12. The method of claim 10, wherein the textual entailment rewriting comprises applying at least one of a set of rewriting rules that are configured for generating an alternative source string which entails the source text string or is entailed by the source text string.

13. The method of claim 1, further comprising providing for a user to edit at least one of the source text string and one of the at least one alternative text strings.

14. The method of claim 1, wherein the translating of the source text string to generate the first target text string in the second natural language comprises, for each of a plurality of second languages, translating the source text string to generate a respective first target text string in the respective second natural language and wherein the providing for selecting one of the at least one alternative text strings as a replacement for the source text string in the source text is based on a computed second translation confidence for the at least one alternative text string for each of the plurality of second languages.
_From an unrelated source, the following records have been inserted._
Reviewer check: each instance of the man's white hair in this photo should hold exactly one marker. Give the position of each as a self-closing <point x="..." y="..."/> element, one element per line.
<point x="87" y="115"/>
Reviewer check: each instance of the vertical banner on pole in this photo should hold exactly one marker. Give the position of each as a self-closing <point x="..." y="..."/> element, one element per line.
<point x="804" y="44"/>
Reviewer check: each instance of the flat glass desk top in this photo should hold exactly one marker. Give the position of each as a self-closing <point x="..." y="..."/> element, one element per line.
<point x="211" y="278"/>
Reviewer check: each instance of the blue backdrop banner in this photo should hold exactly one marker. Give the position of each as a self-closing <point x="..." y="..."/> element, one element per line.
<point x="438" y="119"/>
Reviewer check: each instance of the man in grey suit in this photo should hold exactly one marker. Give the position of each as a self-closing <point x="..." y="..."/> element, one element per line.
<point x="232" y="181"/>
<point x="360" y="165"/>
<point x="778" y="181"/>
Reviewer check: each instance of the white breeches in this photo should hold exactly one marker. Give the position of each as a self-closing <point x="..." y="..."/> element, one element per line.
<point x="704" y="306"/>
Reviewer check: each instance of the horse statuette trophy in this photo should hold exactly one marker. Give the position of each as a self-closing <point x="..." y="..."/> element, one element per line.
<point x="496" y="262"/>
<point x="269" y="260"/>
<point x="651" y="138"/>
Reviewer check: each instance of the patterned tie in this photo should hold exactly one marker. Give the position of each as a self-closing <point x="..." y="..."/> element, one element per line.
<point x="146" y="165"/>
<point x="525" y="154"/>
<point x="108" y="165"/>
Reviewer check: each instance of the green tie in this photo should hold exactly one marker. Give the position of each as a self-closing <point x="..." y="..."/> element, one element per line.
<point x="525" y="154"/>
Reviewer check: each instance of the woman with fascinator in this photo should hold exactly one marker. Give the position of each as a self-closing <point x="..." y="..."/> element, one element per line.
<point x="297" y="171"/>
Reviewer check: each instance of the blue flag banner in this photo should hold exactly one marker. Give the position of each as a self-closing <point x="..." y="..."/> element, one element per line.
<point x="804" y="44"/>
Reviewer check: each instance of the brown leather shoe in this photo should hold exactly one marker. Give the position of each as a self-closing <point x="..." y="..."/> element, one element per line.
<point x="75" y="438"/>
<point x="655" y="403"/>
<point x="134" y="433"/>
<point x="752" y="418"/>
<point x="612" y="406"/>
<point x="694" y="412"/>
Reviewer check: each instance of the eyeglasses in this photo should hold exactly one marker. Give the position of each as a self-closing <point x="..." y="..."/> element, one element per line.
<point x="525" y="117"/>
15. The method of claim 1, wherein the method further comprises comparing the first translation confidence to a threshold confidence and retaining the source string without generating any alternative text strings when the first translation confidence meets the threshold confidence, otherwise, generating the at least one alternative text string.

16. The method of claim 1, wherein the method further comprises filtering

17. A computer program product comprising a non-transitory storage medium which stores instructions, which when executed by a computer, perform the method of claim 1.

18. A system comprising memory which stores instructions for performing the method of claim 1 and a processor in communication with the memory for executing the instructions.

19. A system for rewriting source text, comprising:

a rewriting component configured for receiving source text comprising a source text string in a first natural language and generating at least one alternative text string in the first natural language by rewriting the source text string;

a translation requester configured for requesting a first machine translation of the source text string and a second machine translation of the alternative text string;

a confidence estimator for estimating a translation confidence for the source text string and alternative text string;

a selection component for selecting alternative text strings as replacements for source text strings or selecting candidates for replacement of source text strings, based on the translation confidences; and

a processor which implements at least one of the translation requester, confidence estimator, and selection component.

20. The system of claim 19, further comprising a graphical user interface generator which generates a graphical user interface for user selection and editing of source text strings and alternative text strings.

21. An interactive translation method comprising:

with a processor, for each of the at least one source text string:

computing a first translation confidence for the source text string;

providing for retaining the source text string in the source text where the first translation confidence meets a confidence threshold and for the source text string in the source text and for generating at least one alternative text string in the first natural language based on the source text string where the first translation confidence does not meet the threshold; and

for each of the at least one alternative text string:

computing a second translation confidence for the alternative text string; and

providing for retaining the source text string in the source text where the first translation confidence at least meets the second translation confidence of each of the at least one alternative text strings and for presenting at least one of the at least one alternative text strings to a user as a candidate for replacement of the source string in the source text otherwise; and

outputting a translation of the source text based on the source text strings that have been retained and the presented alternative source strings that have been selected by a user for replacement of a respective source string.